AWS compute patterns — ECS, EKS & Lambda

AWS compute decision path diagram comparing Lambda, ECS Fargate, ECS on EC2, and EKS against workload shape, VPC data access, IAM, latency, capacity, and operational complexity.

Core details

Problem this solves: choose the runtime that fits workload shape, latency, cost, operability, and team maturity instead of defaulting to the service you last used.

Choice	Sweet spot	Watch
Lambda	event-driven, bursty, short executions	cold start, 15m cap, VPC ENI latency (mitigations evolve)
ECS Fargate	containers without managing nodes	task CPU/mem pricing, platform versions
ECS EC2	need custom AMIs, GPUs, cost at steady high load	ops of capacity
EKS	Kubernetes standard, multi-team platform	control plane cost, complexity

RDS / data in private subnets; tasks in VPC need security groups, NAT for outbound depending on design.

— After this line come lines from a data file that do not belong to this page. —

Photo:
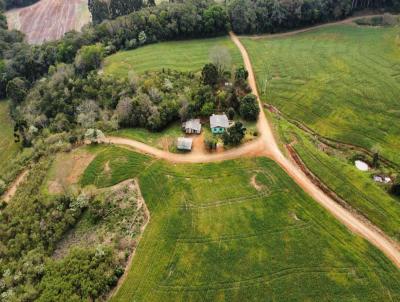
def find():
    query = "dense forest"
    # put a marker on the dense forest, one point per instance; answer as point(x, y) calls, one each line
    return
point(260, 16)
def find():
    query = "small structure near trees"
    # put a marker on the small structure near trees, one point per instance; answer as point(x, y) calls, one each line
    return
point(219, 123)
point(95, 136)
point(234, 135)
point(192, 126)
point(184, 144)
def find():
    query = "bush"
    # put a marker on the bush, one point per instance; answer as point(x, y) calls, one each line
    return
point(395, 189)
point(234, 135)
point(210, 143)
point(249, 108)
point(2, 186)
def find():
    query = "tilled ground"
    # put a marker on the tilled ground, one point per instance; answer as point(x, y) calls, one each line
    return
point(49, 19)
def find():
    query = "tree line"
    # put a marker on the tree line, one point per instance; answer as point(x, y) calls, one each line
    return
point(191, 19)
point(262, 16)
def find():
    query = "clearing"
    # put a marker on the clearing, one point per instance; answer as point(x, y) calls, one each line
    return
point(8, 149)
point(334, 169)
point(189, 55)
point(341, 81)
point(216, 237)
point(49, 20)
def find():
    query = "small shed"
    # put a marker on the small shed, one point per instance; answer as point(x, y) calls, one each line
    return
point(192, 126)
point(219, 123)
point(184, 144)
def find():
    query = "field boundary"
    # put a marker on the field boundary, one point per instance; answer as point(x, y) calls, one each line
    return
point(348, 20)
point(325, 188)
point(336, 144)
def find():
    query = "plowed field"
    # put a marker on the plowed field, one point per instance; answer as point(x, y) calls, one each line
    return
point(49, 19)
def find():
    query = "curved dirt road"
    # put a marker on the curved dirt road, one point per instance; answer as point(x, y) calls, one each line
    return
point(390, 248)
point(266, 145)
point(251, 149)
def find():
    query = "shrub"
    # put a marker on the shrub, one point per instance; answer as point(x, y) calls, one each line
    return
point(2, 186)
point(395, 189)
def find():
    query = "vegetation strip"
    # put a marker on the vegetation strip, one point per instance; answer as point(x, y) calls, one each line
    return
point(381, 241)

ALB → target group → ECS service / EKS Ingress — health checks align with app readiness.

Understanding

Lambda for transform + orchestration glue; long-lived HTTP APIs often ECS/EKS for connection pooling and predictable latency—interviews reward honest boundaries.

Decision lens

Workload signal	First choice to consider	Why
Spiky event handler, seconds long	Lambda	pay per use, simple scaling
Long-lived HTTP API with pools	ECS Fargate	container runtime, simpler ops than Kubernetes
Multi-team platform already on Kubernetes	EKS	shared Kubernetes abstractions and ecosystem
High steady utilization and custom hosts	ECS EC2 or EKS managed nodes	better cost control, more node control
Queue worker with predictable concurrency	ECS/Fargate or Lambda	choose by run duration, cold-start tolerance, and dependency pooling

Tie the choice to the bottleneck. Lambda can be excellent for bursty glue but awkward for connection-heavy workloads. Kubernetes can be powerful for platform teams but excessive for one service with simple scaling.

Senior understanding

Provisioned concurrency / always-on tasks trade money for tail latency. IAM least privilege per task role. Secrets from Secrets Manager / SSM — not env in CI logs.

Probe	Strong answer
"Lambda cold starts?"	quantify p95/p99 impact; use provisioned concurrency only for paths that need it
"ECS or EKS?"	ECS for simpler container ops; EKS when Kubernetes platform value outweighs complexity
"Private RDS access?"	VPC subnets, security groups, DNS, pool sizing, NAT/endpoints for outbound dependencies
"Cost control?"	right-size tasks, autoscaling policy, scheduled capacity, spot where safe, reserved baseline

Failure modes

Choosing Lambda for a connection-heavy API and exhausting DB connections during bursts.
Putting tasks in private subnets without a NAT gateway or VPC endpoints for required outbound calls.
Reusing broad IAM roles across services, turning one service compromise into account-wide access.
Scaling workers faster than the downstream database, queue, or third-party API can absorb.
Treating EKS as "managed everything" while still owning upgrades, ingress, policy, and cluster add-ons.

Interview drill

Question: "You need to run a Node.js API, a thumbnail worker, and a nightly reconciliation job. What AWS compute choices do you make?"

Model answer structure:

Node API: ECS Fargate behind ALB if the team does not need Kubernetes; EKS only if the platform already exists.
Thumbnail worker: Lambda for small bounded images; ECS worker if processing can exceed Lambda limits or needs native tooling.
Nightly job: scheduled ECS task or EventBridge-triggered Lambda depending on duration and dependencies.
Shared controls: task/function IAM roles, secrets manager, VPC routing, logs/metrics/traces, autoscaling guardrails.
Cost and reliability: scale by queue depth, cap concurrency to protect dependencies, and measure tail latency/cold starts.

Follow-ups to expect:

"How do you avoid DB connection storms?"
"What if the worker needs GPUs?"
"How do you deploy safely across regions?"